Anche sul piano identitario, camuffata sotto la veste difensiva c’è una logica aggressiva: quando dice che «non accettiamo nessun trans, né transnazionale, né transgender, al massimo possiamo dire Transilvania che in ungherese si dice Erdély», il premier evoca la «grande Ungheria», cioè quella pre Trianon che si estendeva anche in Romania. Anche i riferimenti ai Balcani, dove Orbán sostiene il separatista serbo Dodik e fa gli interessi di Putin per destabilizzare l’area, rivelano la natura offensiva della strategia orbaniana.

Verso Est

Un «paese di transito», così Orbán definisce l’Ungheria. Cosa intende? Finché conviene, c’è l’Europa: il premier vanta che i negoziati per sbloccare i fondi Ue stanno andando avanti, e che «gli investimenti tedeschi continuano, è stata appena annunciata una nuova fabbrica Mercedes». Ma al contempo pregusta «il giorno, nel 2030, in cui avremo abbastanza potere per ribaltare gli equilibri» e descrive un’Europa che si condanna all’irrilevanza anche per inseguire la strategia Usa.

Il quadro si completa con la propaganda di Orbán sul ruolo di Mosca nella guerra: «La Russia ha attaccato, ma bisogna capire perché». Le scelte occidentali per aiutare l’Ucraina sono fallimentari, dice il premier.
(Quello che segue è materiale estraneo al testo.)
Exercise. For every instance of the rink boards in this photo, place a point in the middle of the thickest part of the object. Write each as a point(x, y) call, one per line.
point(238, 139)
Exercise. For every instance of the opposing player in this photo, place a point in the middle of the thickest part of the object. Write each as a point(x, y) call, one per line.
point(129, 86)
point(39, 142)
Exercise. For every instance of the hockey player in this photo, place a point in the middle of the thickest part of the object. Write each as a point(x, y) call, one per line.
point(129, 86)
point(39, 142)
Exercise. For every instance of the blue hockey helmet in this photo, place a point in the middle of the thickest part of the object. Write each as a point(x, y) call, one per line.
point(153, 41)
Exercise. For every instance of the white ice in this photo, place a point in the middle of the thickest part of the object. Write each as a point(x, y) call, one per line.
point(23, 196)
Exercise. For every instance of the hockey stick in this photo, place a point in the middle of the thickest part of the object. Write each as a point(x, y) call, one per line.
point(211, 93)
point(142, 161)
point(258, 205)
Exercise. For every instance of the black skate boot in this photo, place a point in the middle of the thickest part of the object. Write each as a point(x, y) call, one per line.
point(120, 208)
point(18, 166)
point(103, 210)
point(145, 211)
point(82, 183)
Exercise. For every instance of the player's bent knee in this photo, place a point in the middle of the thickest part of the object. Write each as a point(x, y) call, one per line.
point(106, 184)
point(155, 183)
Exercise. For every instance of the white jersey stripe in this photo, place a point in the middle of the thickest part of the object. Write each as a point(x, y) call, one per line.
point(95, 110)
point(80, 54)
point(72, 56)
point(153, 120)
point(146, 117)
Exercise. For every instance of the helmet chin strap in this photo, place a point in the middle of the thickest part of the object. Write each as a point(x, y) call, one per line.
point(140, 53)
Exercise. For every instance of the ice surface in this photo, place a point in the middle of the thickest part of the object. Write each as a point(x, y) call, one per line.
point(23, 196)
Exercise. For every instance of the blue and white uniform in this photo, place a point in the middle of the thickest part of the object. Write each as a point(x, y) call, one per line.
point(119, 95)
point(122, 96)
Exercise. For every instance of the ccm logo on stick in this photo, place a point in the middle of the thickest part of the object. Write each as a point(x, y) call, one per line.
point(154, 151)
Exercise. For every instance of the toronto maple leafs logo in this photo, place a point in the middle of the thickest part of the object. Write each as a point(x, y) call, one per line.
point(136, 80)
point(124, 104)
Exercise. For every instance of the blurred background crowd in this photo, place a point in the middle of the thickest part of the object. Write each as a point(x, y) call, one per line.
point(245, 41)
Tutto questo «con Trump e Merkel non sarebbe accaduto». Il cerchio si chiude con l’auspicio che l’Ungheria sigli «un accordo con la Russia, uno con la Cina, uno con gli Usa, sperando siano repubblicani». Essere «un punto di contatto che prenda i vantaggi dell’est e dell’ovest» è la strategia.

Le crisi e le destre

Anche se nel suo discorso il premier prefigura «un’Ungheria al top nel 2030», in realtà come lui stesso riconosce alcune sue politiche – come il tetto ai prezzi dell’energia – stanno diventando insostenibili con gli aumenti in corso. I fondi Ue non sono ancora arrivati, e intanto a Budapest questo mese il popolo delle partite Iva ha occupato le strade protestando contro le recenti riforme orbaniane. «Questi tossici che si piazzano sui ponti», è l’espressione usata dal premier per alludere ai manifestanti.

In questo contesto, i grandi proclami identitari servono a restare a galla e porsi come leader degli illiberali. Per esempio, c’è «quel povero Salvini, che rischia la prigione perché si batte per la difesa dei confini». Il leader leghista ha accolto a braccia aperte Orbán a Roma questa primavera; Giorgia Meloni l’ultima volta ha evitato i selfie per non indispettire gli alleati polacchi, «coi quali sulla guerra in Ucraina abbiamo problemi di cuore» come dice il premier ungherese. Ma anche con Meloni le affinità continuano a essere cospicue. A inizio agosto, Orbán sarà a Dallas, in Texas, per la Conservative Political Action Conference, la convention popolata di trumpiani da lui ospitata nell’edizione europea a maggio a Budapest. A febbraio, c’è stato il raduno a Orlando: tra gli ospiti internazionali, Giorgia Meloni.